117 Views Asked by At

How to determine if changes have been commited since the previous git bundle was created without creating a working repository, looping thru every branch and recording every head revision?

One of the short falls I'm finding with GIT is proper backup support for use in the enterprise. The enterprise differs from open source development in that there is always 1) an authoritative repository and 2) a backup system handling very large amounts of data. Thus there is motivation to both 1) backup very frequently and 2) only run the backup process when there are new changes. My problem is finding a solution for #2.

I'm using git bundle to create my archives but I'm not finding a conclusive way to determine whether new changes have been commit-ed since the previous backup.

I've been trying to find a combination of options for git rev-list to list new commit ids since the last bundle, but have been unsuccessful. A query on this topic reveals a very nice backup script written using:

git -C "${path}" rev-parse --short=10 HEAD

to mark the bundle with a commit id. That solution inadequately describes a snapshot of a git repository as other branches may have been updated leaving the HEAD revision of an upstream repository unaltered.

I've looked at using --max-age=<lastbackup epoch>, but quickly found that its possible for a developer to push older changes after a backup has run, and since the dates for the commits do not change, the result is that they are older than the last backup date and thus a backup is not triggered.

The best approach I have so far is:

git -C ${repo} rev-list -a --branches ${prev_commit}..HEAD

which does capture new revisions from other branches, but will continue to report revisions on other branches even after a newer commit has been made to HEAD.

I have not started looking into incremental backups yet, but I can already see that in order to verify one, I would need to create and manage a working repository when I prefer to just maintain bare repositories on our server.

Also I'll note that I have not found an option to git branch to remove the "*" so it will just give me a clean list of branches for scripting.
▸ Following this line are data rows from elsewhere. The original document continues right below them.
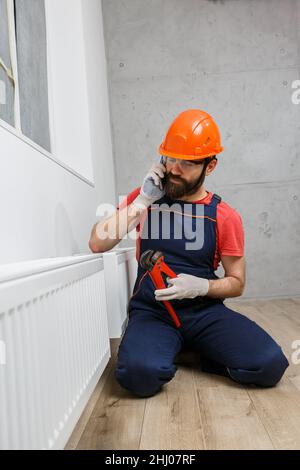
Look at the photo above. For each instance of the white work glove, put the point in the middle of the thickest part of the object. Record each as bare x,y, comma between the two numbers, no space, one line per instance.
152,187
184,286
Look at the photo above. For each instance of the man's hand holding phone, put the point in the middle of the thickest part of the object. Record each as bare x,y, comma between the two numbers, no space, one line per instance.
152,187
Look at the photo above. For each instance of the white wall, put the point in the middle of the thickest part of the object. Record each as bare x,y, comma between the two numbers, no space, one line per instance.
48,210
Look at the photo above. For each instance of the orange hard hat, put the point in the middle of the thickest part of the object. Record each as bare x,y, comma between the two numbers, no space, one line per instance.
193,135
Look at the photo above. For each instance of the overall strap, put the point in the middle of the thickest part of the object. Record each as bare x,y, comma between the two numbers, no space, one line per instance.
215,200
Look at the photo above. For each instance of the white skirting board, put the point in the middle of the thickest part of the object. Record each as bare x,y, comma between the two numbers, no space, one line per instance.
54,347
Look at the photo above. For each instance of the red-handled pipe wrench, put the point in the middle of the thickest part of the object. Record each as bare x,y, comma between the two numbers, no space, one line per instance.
153,262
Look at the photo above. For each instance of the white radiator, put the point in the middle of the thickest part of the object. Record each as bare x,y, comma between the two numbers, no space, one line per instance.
54,346
120,273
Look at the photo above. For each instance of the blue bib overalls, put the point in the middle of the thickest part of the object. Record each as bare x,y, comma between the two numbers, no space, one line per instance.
228,343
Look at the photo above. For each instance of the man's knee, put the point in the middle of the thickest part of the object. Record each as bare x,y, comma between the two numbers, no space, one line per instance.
267,372
143,379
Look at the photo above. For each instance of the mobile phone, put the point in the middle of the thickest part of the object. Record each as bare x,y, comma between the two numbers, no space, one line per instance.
163,161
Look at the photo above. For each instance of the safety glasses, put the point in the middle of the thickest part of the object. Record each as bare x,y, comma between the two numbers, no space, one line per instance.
184,164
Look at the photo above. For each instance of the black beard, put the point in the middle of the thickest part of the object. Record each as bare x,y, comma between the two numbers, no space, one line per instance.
183,187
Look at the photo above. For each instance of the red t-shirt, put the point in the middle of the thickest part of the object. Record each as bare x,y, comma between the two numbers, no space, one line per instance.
229,233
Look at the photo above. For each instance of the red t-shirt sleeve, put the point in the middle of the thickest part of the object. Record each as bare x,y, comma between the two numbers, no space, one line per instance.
231,235
129,198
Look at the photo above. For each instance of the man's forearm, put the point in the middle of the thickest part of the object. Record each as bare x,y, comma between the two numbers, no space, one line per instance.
108,233
226,287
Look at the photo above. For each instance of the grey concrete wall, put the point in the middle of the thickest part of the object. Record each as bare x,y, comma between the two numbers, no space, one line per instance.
236,59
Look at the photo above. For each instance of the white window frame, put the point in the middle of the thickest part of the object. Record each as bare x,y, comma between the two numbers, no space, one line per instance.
16,130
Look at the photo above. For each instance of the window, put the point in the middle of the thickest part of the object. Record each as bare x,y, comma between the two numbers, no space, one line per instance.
23,69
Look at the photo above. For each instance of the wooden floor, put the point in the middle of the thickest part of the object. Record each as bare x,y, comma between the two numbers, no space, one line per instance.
197,410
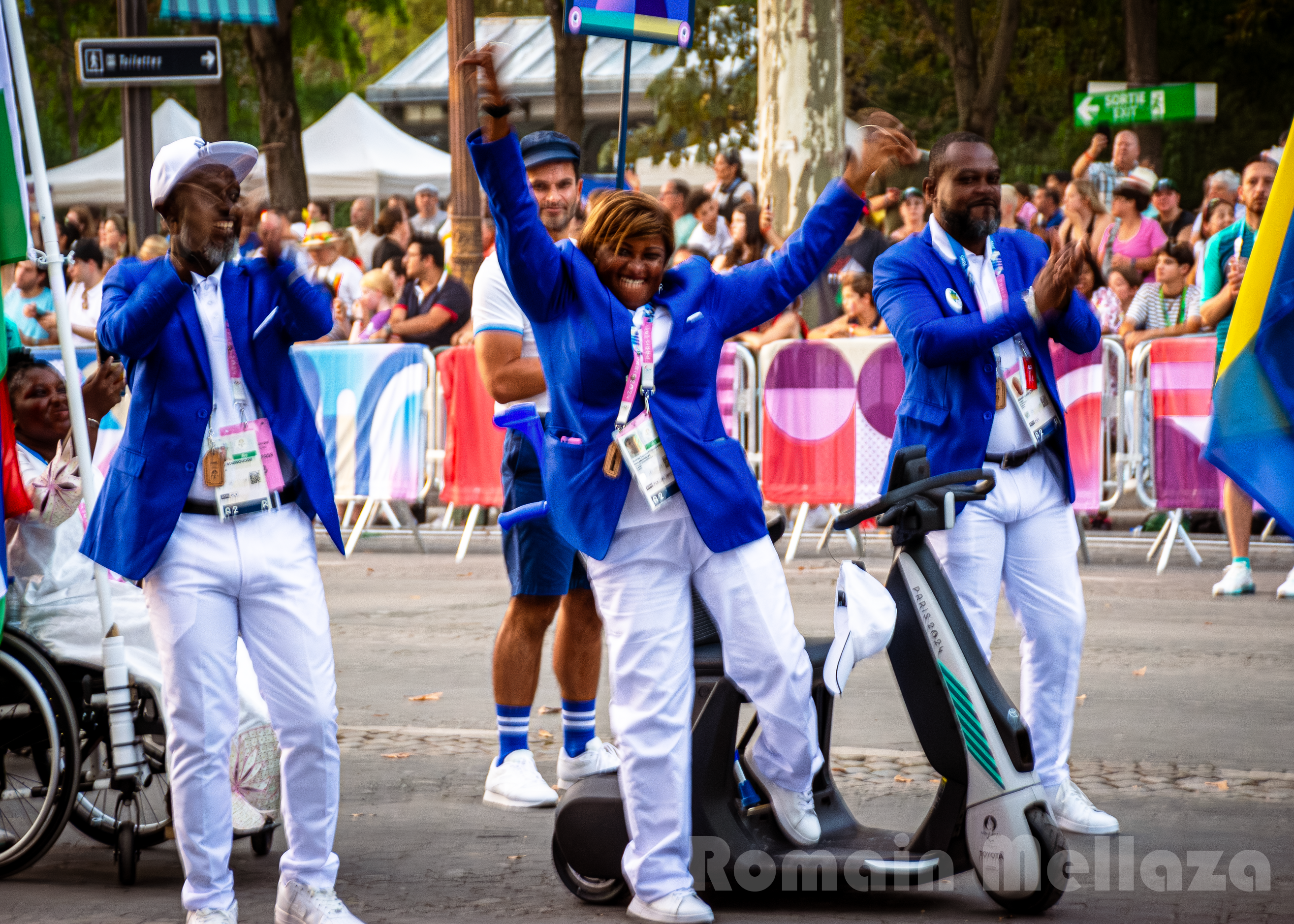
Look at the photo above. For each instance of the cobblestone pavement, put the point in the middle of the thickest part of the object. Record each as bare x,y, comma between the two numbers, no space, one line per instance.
1153,747
862,773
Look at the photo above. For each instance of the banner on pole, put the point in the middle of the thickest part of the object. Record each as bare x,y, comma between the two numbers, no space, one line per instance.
664,23
15,229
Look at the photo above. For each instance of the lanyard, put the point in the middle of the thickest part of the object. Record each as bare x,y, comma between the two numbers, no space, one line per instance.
996,262
1182,307
643,368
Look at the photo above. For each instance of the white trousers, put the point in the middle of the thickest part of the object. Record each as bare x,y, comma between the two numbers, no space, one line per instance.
1023,540
643,594
258,578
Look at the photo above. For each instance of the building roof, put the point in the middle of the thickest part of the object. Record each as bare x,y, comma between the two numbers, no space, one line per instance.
526,65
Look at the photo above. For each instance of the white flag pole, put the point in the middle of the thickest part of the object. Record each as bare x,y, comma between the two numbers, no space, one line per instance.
50,232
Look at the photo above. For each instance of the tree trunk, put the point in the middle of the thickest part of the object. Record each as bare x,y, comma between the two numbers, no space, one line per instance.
976,93
1140,25
568,82
801,113
213,103
984,114
271,52
466,228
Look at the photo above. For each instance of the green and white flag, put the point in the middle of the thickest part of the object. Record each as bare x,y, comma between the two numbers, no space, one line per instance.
15,229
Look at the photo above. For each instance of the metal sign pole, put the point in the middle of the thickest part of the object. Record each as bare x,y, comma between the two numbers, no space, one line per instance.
624,120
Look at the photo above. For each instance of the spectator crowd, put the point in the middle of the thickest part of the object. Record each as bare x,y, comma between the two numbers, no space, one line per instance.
1153,263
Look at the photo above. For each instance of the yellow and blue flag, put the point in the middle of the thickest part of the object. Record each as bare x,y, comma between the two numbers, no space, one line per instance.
1252,440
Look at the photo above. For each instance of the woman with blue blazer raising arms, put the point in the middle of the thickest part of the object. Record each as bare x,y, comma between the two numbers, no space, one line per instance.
642,479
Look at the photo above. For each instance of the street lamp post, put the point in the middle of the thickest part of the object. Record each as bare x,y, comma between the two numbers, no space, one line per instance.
466,192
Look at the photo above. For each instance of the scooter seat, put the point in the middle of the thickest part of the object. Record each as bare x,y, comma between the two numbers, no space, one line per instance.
708,659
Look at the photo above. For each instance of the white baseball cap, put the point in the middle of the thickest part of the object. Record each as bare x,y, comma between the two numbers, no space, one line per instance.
180,157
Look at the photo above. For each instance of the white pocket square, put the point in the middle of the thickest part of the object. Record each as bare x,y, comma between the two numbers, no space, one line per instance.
865,624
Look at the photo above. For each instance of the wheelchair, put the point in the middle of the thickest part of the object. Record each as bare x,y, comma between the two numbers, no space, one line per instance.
56,763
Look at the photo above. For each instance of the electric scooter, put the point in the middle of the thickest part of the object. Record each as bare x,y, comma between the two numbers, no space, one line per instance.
990,813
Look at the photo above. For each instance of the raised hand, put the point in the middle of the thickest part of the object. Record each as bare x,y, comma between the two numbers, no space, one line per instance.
883,142
487,90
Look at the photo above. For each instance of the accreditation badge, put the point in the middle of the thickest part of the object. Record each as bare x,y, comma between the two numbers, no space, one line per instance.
245,490
642,450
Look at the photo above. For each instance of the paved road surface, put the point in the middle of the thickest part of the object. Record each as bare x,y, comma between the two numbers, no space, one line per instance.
416,844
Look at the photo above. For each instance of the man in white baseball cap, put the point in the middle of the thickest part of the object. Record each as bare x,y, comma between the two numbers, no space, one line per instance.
210,498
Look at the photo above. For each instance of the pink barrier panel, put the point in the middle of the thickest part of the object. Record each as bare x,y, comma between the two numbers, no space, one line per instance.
725,383
1078,379
828,417
1180,378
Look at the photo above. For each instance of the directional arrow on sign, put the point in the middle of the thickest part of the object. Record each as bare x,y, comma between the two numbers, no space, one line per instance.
1087,110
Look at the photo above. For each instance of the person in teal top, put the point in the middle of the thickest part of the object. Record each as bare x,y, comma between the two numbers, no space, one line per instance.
1223,268
30,288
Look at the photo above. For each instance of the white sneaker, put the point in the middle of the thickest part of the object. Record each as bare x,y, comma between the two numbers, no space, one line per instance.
1288,588
1236,579
517,783
301,904
682,906
598,758
793,812
1076,813
213,915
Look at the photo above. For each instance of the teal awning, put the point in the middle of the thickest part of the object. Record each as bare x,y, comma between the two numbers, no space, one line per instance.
252,12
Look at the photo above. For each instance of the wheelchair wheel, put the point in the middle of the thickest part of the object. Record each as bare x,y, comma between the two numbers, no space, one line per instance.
95,810
39,755
127,853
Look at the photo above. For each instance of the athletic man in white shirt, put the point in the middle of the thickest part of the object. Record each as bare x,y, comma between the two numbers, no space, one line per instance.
546,574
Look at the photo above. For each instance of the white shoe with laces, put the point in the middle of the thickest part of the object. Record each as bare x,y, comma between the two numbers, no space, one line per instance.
1236,579
517,783
306,905
598,756
1076,813
682,906
213,915
793,812
1287,589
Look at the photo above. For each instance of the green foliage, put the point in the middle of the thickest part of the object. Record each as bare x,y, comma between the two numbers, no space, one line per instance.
708,97
892,61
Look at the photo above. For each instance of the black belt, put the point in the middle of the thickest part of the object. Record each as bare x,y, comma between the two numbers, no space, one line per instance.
209,508
1015,459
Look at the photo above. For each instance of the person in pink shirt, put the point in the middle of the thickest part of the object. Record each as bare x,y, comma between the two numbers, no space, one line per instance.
1134,239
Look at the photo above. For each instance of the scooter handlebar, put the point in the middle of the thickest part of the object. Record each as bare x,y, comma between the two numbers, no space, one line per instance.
929,487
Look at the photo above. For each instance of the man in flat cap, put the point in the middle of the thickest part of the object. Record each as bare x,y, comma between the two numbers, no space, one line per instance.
210,500
430,218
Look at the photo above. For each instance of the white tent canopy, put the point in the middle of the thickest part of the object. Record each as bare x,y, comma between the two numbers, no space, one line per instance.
352,151
99,179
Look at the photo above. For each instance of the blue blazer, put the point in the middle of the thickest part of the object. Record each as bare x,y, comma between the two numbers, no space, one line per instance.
949,399
583,334
149,319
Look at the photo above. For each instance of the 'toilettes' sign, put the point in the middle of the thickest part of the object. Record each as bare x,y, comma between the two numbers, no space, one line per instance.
122,62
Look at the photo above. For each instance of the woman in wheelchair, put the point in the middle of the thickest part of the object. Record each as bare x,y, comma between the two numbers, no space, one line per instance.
54,600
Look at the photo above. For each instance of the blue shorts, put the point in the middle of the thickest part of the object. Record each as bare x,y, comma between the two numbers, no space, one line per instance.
538,561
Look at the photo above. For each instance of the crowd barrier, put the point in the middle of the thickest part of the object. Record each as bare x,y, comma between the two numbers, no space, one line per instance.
474,447
372,405
826,425
1173,387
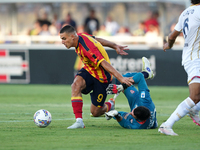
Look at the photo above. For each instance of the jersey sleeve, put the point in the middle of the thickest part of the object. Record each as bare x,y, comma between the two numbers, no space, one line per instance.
91,51
178,26
94,55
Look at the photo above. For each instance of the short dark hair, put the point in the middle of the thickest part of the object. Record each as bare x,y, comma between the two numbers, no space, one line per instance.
142,113
195,1
67,29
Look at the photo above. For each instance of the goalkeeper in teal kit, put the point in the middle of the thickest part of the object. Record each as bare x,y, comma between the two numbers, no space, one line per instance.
143,111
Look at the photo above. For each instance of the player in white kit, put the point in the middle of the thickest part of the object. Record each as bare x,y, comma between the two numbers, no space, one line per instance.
189,24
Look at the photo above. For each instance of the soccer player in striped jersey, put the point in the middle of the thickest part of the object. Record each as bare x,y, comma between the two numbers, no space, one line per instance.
95,75
189,24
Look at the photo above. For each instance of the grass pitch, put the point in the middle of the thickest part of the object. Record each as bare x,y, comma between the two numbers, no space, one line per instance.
18,103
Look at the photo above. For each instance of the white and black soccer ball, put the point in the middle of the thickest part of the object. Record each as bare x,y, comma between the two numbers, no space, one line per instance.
42,118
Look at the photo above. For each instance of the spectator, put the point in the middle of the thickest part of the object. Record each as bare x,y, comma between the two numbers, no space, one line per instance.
123,31
152,20
56,25
45,30
141,30
80,29
44,20
69,21
91,23
111,26
36,29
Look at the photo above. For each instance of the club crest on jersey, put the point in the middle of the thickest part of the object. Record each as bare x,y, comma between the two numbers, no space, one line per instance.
148,69
142,94
132,91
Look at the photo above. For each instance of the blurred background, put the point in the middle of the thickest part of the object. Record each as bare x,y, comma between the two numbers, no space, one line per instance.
31,49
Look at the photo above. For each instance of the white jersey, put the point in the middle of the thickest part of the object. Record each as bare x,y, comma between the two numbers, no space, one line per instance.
189,24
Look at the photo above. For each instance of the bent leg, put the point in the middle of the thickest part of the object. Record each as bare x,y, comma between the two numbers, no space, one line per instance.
194,89
76,98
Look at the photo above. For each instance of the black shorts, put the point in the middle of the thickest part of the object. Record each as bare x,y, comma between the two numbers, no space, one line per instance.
98,90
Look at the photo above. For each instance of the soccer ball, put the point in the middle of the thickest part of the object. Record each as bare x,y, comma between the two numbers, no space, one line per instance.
42,118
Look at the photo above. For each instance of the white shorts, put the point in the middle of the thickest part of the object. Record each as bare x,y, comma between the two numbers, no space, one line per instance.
192,69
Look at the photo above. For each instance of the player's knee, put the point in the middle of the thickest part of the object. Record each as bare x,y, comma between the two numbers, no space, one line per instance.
95,113
195,98
140,74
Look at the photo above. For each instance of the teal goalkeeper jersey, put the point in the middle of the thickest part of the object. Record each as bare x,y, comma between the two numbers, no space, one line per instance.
140,97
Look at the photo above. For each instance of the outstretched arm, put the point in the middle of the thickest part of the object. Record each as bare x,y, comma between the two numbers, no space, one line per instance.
120,78
119,48
171,39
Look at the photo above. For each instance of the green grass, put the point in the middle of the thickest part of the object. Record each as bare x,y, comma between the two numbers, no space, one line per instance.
18,103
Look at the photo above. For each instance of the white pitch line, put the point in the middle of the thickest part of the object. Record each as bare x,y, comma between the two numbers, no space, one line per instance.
6,121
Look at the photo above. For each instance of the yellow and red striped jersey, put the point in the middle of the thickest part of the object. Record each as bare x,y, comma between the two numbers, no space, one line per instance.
92,53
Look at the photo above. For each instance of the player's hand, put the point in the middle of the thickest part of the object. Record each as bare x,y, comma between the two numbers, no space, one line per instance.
128,81
114,89
121,49
165,47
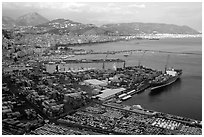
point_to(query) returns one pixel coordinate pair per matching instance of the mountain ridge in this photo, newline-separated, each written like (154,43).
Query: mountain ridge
(66,25)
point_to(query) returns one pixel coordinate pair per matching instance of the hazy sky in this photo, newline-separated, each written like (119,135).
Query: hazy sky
(183,13)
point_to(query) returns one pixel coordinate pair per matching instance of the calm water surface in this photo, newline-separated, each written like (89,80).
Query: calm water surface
(183,98)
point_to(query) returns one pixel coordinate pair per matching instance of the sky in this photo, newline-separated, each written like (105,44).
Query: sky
(98,13)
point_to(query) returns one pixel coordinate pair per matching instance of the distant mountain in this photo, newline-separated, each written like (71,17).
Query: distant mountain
(31,19)
(62,26)
(8,22)
(148,28)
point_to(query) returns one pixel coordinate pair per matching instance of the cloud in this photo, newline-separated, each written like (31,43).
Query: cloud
(43,5)
(137,5)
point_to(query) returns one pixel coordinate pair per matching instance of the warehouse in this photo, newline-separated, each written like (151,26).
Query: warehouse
(109,93)
(95,83)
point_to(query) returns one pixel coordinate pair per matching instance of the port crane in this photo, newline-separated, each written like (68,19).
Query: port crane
(139,63)
(167,61)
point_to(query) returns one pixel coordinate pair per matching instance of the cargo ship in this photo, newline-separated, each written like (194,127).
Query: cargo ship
(169,77)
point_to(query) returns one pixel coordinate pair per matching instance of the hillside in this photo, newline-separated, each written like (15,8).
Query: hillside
(147,28)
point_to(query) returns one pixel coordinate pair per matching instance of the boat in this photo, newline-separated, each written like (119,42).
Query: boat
(153,38)
(169,77)
(126,97)
(166,79)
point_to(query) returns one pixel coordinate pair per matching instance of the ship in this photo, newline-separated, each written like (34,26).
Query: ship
(170,76)
(166,79)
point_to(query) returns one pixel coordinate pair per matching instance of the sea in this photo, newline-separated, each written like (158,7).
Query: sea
(182,98)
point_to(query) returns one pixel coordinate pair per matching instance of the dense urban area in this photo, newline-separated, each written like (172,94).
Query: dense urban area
(44,92)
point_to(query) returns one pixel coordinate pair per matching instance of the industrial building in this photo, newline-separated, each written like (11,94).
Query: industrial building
(109,93)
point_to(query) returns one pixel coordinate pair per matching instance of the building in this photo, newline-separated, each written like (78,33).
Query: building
(109,93)
(95,83)
(51,67)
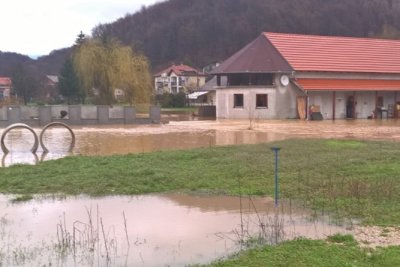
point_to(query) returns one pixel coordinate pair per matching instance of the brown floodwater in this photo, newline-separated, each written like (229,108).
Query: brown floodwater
(123,139)
(150,230)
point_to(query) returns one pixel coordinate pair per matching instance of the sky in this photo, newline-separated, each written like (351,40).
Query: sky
(36,27)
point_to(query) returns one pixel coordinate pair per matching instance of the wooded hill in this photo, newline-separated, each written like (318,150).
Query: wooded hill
(199,32)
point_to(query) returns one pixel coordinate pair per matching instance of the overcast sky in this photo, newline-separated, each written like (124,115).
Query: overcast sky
(36,27)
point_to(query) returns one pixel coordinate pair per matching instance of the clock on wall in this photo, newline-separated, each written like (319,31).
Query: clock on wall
(284,80)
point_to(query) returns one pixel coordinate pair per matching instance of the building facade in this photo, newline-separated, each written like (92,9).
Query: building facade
(178,79)
(5,88)
(281,76)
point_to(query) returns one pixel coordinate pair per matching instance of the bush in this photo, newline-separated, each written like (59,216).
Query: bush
(168,100)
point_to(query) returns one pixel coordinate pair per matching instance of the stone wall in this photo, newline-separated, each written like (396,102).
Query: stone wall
(76,115)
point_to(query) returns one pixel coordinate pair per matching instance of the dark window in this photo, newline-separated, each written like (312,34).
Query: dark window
(248,79)
(261,101)
(238,100)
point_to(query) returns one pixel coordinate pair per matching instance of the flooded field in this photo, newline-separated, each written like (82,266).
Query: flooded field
(121,139)
(151,230)
(158,230)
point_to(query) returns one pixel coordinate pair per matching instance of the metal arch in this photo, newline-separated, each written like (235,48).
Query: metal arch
(51,124)
(15,126)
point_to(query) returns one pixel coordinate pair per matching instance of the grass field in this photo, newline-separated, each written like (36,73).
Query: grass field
(336,251)
(350,179)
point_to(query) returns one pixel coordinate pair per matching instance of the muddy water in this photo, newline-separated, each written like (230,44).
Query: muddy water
(151,230)
(120,139)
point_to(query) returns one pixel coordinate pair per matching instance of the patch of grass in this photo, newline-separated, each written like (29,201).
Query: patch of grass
(352,179)
(308,253)
(342,239)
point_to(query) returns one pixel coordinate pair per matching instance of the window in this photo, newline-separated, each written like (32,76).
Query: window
(248,79)
(238,100)
(261,101)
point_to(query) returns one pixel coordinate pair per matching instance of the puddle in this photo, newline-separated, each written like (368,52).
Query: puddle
(151,230)
(123,139)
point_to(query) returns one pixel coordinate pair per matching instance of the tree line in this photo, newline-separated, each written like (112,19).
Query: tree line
(95,68)
(199,32)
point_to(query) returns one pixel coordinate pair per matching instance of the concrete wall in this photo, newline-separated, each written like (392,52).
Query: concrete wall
(365,102)
(77,115)
(281,102)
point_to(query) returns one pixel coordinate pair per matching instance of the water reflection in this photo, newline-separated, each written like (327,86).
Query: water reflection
(151,230)
(123,139)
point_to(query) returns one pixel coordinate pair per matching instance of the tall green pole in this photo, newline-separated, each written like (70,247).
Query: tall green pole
(276,150)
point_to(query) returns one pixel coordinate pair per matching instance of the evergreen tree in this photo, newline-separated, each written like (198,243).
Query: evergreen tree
(24,85)
(69,84)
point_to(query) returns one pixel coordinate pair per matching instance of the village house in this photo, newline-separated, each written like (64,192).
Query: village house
(5,88)
(281,76)
(177,79)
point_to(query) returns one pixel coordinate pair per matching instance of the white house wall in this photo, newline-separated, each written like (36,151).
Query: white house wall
(281,102)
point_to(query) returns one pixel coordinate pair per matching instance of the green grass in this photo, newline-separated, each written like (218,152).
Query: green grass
(310,253)
(357,179)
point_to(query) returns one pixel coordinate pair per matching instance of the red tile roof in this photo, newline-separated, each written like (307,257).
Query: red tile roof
(259,56)
(349,84)
(180,70)
(5,81)
(337,54)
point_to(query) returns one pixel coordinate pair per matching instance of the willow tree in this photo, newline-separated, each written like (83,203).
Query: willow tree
(106,65)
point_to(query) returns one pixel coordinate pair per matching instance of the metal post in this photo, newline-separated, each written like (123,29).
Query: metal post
(276,150)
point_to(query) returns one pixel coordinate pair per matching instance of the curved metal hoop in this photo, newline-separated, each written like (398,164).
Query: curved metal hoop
(52,124)
(15,126)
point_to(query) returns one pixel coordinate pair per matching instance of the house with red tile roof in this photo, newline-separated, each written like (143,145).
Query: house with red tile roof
(5,88)
(178,78)
(279,76)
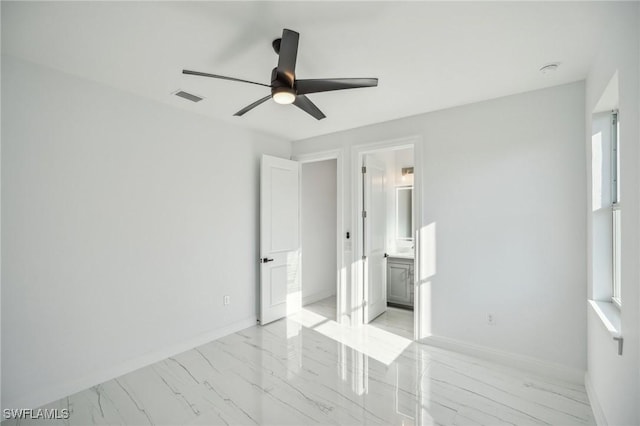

What are other enterprises doing to backup their repositories?

1

There are 1 best solutions below

3
On

You can use git -C "${path}" rev-parse --short=10 --branches instead. Even it shows fatal: Needed a single revision in the end of the output, but it also can display the latest commit for each updated branches.

As you use git to do version control, you just need the git server or third party hosted server (such as github, bitbucket etc) to manage the different version. It’s really convenient and time saving, and you don’t need to concern what’s the version now. The advantage is the commit histories can't lost, so in this way you don't need to do archiving any more.